PAS: This was the rubber match of a series between these two and my first look at Paco, who is kind of a white meat babyface highflyer. Fun opening fall with Paco getting a flash Code Red pin seconds in. Kingston then beats on Paco for most of the second fall and wins with a deep roll up. Paco jumps Eddie during the rest break and chop blocks his knee, and we get what we always want from an Eddie Kingston match, an injury sell. Paco basically turns heel in the third fall, working over Eddie's knee, refusing to break on rope breaks, etc. His offense wasn't anything special, but Kingston is magic at working a bum wheel, I loved how he threw his clotheslines, all arm because he couldn't plant on the knee. Paco gets a couple of near falls on nice looking short superkicks, but Kingston gets the win with a big flurry of backfist, backdrop, backfist. We get a nice post match with Kingston offering a hand to the youngster earning his respect, a meaningful hug, and then a Paco cheapshot. Kingston is so good at facially selling both the respect at the beginning and the hurt and fury over the cheapshot. Paco was fine in this, but this was Kingston doing his thing, and he does it better then anyone.

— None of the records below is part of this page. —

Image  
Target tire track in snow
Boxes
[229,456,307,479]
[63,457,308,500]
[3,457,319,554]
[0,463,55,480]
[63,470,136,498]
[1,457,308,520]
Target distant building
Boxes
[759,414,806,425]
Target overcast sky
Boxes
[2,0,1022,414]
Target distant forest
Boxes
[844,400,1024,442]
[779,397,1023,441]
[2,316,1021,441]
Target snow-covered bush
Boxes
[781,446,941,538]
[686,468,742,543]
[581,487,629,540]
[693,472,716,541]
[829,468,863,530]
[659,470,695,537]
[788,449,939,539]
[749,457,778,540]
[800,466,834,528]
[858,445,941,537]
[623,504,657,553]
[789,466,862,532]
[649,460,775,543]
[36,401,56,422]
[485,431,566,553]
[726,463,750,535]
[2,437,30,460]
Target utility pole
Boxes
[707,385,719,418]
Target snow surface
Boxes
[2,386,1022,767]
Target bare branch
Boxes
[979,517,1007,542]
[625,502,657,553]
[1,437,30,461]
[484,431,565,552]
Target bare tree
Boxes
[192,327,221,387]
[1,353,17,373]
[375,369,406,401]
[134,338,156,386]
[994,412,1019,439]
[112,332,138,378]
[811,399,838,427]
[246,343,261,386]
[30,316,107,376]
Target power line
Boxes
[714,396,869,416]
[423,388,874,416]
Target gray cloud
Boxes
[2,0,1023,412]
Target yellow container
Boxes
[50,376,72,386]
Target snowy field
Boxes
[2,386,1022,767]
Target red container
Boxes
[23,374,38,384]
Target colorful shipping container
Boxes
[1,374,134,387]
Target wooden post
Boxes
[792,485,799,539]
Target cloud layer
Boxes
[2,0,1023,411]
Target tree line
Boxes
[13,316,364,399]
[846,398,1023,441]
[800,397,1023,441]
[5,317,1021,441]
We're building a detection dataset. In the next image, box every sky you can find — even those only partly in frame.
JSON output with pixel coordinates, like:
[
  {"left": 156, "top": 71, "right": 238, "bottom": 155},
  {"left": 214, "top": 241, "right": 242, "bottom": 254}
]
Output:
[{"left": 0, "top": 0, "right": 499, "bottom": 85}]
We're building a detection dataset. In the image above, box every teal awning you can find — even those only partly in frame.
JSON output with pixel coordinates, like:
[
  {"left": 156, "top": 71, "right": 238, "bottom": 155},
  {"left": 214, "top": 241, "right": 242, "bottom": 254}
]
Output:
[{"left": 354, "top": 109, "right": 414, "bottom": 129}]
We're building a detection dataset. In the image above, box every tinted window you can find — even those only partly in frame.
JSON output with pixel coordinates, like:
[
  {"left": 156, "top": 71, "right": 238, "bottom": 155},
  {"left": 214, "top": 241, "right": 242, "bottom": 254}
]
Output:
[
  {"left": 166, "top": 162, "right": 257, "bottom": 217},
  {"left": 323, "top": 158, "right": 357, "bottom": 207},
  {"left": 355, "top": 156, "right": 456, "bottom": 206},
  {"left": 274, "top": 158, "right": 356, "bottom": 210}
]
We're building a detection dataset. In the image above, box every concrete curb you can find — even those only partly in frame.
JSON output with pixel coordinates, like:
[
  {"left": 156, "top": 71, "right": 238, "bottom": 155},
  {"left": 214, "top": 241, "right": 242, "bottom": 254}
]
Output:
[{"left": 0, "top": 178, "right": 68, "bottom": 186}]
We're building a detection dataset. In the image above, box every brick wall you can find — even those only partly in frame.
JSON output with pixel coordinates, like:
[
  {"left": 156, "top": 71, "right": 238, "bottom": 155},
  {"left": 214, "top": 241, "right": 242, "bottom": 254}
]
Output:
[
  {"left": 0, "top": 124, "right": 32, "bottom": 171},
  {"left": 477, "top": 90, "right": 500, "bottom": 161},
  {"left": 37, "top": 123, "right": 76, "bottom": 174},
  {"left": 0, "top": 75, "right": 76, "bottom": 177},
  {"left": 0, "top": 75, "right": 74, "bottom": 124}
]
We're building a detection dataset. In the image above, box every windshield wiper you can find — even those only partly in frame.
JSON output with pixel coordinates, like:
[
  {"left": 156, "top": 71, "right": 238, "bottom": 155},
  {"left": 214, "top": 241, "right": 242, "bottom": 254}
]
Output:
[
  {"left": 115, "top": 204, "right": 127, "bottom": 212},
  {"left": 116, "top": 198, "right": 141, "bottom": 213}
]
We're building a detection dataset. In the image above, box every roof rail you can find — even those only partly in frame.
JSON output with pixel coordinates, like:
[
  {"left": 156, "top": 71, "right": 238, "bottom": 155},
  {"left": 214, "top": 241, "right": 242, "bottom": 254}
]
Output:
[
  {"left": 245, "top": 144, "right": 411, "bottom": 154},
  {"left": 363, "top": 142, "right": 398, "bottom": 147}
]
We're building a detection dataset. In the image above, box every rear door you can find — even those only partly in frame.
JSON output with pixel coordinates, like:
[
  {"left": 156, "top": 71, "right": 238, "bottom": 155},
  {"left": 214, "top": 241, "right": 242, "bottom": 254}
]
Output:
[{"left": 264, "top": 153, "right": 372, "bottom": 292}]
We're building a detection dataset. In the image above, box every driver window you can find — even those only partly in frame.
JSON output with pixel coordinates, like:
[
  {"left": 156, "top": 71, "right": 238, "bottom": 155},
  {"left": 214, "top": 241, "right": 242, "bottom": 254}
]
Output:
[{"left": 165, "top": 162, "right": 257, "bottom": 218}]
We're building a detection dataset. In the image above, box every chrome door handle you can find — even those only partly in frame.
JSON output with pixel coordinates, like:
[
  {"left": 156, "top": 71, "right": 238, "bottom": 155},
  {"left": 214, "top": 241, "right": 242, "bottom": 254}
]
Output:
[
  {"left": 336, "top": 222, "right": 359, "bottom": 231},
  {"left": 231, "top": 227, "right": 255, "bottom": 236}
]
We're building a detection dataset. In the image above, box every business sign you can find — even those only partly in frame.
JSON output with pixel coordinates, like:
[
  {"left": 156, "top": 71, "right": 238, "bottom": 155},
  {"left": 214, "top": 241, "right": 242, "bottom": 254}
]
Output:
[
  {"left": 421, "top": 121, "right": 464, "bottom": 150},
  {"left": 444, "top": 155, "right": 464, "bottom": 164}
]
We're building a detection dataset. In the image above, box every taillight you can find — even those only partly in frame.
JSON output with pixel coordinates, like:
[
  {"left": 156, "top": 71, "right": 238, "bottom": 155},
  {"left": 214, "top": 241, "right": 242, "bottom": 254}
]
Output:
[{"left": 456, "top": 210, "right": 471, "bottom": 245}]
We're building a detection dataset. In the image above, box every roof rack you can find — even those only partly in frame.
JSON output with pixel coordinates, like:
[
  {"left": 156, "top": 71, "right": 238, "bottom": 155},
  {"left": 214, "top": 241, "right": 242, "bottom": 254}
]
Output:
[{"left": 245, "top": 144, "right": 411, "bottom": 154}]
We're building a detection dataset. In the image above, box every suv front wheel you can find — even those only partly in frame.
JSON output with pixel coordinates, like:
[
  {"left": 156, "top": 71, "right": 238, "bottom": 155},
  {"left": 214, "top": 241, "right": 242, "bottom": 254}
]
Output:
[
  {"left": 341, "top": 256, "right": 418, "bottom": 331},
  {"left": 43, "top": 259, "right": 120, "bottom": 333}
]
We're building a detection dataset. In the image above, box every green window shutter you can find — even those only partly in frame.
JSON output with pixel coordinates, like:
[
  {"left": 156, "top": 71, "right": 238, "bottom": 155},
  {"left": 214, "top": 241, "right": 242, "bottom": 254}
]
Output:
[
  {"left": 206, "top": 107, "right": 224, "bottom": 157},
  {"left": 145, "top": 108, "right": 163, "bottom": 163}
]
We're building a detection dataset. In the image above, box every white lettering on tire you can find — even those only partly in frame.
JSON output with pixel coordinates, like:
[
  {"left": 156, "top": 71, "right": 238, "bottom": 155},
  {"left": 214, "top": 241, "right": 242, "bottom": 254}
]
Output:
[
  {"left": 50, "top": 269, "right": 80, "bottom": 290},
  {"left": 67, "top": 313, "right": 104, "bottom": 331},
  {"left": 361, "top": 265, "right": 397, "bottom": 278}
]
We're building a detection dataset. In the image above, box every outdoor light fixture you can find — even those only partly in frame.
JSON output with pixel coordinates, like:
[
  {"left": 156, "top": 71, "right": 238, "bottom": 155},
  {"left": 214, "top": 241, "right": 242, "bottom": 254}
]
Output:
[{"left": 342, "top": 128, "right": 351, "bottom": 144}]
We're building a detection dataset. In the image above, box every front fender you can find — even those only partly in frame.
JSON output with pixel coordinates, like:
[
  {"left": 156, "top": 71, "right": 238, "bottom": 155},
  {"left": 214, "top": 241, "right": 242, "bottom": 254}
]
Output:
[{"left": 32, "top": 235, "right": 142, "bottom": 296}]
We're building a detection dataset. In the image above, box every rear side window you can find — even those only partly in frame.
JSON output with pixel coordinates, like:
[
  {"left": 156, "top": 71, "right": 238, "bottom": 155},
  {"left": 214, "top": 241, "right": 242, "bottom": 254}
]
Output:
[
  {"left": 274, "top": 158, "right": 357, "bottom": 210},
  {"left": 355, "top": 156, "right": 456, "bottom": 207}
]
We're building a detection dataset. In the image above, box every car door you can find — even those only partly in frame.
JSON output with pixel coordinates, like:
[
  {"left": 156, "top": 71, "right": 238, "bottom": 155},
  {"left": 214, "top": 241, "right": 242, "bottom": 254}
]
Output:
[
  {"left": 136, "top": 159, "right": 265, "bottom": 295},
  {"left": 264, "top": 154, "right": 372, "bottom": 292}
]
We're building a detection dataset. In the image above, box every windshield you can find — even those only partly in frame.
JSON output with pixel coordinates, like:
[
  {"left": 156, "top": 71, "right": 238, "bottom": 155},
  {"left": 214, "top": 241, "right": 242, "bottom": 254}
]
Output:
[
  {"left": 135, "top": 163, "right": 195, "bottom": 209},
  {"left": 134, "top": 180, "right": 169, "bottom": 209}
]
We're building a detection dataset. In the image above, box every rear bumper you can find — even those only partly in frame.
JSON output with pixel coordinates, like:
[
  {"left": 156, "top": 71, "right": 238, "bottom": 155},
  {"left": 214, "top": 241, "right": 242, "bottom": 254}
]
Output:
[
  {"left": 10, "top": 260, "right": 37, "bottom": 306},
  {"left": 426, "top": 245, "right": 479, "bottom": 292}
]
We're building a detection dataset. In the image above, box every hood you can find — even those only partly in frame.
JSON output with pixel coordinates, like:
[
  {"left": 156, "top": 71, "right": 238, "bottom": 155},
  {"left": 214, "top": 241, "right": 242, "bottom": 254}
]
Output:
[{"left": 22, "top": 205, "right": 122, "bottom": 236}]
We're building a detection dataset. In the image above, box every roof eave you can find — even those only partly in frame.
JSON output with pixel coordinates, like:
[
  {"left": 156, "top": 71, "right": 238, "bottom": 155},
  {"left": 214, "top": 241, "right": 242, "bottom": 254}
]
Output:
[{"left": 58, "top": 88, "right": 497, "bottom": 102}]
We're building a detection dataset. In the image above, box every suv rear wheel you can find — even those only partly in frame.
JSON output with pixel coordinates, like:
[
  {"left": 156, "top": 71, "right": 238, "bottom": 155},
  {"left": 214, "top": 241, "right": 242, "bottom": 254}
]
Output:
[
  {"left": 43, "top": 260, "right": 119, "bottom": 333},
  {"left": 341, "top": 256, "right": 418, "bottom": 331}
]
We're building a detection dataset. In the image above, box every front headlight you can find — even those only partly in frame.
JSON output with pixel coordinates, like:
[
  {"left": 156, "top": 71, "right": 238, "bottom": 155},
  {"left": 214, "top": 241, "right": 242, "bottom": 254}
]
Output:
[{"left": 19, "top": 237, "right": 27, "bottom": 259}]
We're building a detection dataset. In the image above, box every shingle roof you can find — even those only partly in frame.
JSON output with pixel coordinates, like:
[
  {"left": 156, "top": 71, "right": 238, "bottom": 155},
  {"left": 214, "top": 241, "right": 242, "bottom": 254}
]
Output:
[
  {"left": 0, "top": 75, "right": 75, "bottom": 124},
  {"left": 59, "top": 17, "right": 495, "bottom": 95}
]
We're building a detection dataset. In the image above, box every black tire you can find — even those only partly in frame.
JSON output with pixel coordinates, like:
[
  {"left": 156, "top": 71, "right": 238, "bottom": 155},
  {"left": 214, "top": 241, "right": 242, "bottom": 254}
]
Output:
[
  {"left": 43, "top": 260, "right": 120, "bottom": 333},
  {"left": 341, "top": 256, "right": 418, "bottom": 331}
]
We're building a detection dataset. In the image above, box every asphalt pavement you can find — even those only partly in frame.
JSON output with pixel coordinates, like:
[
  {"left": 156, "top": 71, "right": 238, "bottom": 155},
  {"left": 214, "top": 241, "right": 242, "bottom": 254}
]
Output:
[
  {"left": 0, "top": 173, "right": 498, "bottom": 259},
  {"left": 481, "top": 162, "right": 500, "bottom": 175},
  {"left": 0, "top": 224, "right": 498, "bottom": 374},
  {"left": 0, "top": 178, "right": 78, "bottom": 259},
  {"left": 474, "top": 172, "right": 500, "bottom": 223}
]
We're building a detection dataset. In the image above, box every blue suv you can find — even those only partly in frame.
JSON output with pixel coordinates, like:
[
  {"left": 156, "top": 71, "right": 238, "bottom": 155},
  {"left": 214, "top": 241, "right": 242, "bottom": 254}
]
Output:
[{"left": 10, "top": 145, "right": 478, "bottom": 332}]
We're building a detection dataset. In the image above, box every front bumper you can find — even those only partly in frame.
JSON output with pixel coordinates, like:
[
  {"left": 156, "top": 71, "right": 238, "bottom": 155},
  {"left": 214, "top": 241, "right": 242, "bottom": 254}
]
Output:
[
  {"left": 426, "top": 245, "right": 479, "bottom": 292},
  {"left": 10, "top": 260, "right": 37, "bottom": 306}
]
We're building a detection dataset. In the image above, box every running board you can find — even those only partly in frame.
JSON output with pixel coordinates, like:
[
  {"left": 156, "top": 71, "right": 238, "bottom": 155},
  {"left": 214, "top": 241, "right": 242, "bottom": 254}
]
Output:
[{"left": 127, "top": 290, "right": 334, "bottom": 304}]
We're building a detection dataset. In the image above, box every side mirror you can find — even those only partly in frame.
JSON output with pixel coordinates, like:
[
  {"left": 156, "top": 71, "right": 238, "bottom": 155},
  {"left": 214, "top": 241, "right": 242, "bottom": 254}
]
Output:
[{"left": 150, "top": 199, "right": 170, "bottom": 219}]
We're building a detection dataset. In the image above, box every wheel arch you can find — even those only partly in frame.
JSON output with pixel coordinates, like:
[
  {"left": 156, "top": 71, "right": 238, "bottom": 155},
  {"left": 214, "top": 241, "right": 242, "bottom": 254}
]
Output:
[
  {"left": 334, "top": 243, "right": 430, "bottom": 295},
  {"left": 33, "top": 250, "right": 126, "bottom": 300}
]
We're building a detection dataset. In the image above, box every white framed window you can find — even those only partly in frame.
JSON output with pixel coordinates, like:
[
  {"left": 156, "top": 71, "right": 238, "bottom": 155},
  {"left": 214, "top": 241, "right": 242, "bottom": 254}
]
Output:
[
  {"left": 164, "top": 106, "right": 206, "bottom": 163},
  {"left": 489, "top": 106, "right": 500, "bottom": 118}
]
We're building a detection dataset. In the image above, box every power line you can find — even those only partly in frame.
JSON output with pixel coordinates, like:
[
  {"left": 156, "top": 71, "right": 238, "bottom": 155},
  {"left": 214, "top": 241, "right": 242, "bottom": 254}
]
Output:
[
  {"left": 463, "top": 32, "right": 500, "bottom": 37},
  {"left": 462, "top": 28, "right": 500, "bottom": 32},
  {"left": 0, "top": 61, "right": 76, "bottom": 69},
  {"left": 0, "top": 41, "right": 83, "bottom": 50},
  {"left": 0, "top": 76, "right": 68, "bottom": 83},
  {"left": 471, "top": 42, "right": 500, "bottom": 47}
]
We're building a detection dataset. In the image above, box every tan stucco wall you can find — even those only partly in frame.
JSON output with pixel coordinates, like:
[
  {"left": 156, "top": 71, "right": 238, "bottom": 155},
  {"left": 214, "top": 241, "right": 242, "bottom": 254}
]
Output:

ER: As a 2/3 fall match, I loved how this was laid out and loved how Kingston handled everything in the match. I didn't think PACO looked great, certainly not a guy I'm going out of my way to watch, but I love seeing what Kingston can do with anybody. I'm not sure who would be an uninteresting Kingston opponent for me, he's a guy like Necro Butcher who even if I strongly dislike his opponent, I'd still be interested in that guy I hate getting worked over. I dug PACO getting a flash code red to immediately take a fall, then love Kingston effortlessly working him over in the segunda. PACO has pretty lousy offense in the segunda (ugly rana, spinkicks that are light as air), so it was great seeing Kingston shrug off some questionable strikes with an eyepoke here and a few palm strikes there, holding a vertical suplex for a long while, king of the body language and showing PACO that. Now PACO actually gets interesting in the third fall, as he chop blocks Kingston immediately after getting pinned, and as Phil says we finally get what we paid for out of a Kingston match: Kingston selling a limb.

PACO's offense appeared to actually get better as he got meaner, as all his stuff in the third fall looked far better than his stuff in the second fall. But, I'd much rather see someone bouncing their shins off Kingston's head than making him do all the work on a half-assed rana. Kingston selling his knee is great, not showy, just not forgotten, with cool touches like not being able to complete moves with full power, and not even able to lean in for a good pinfall due to also holding onto his bad leg. Lesser wrestlers would have made a big production out of those moments - if they acknowledged them at all - but Kingston always hits the right notes. I liked some of PACO's targeted attack, working the half crab and kicking Kingston's knee out at the perfect time when Kingston was going for a backfist. It did irk me how much damage PACO was able to take. I'm wholly unfamiliar with his prior work, but nothing he showed me in this match made me think he should have been able to stay in a sustained war with Kingston. I was especially annoyed at a moment where he hit knees on a frog splash attempt (where I thought the match should have ended) and just hopped up after almost getting pinned to hit a superkick. But Kingston must have felt my irritation through the screen (two weeks later) and immediately decides to ice this punk, throwing backfists and a major back suplex to end him. Wrestling isn't going to be as good without Eddie Kingston around.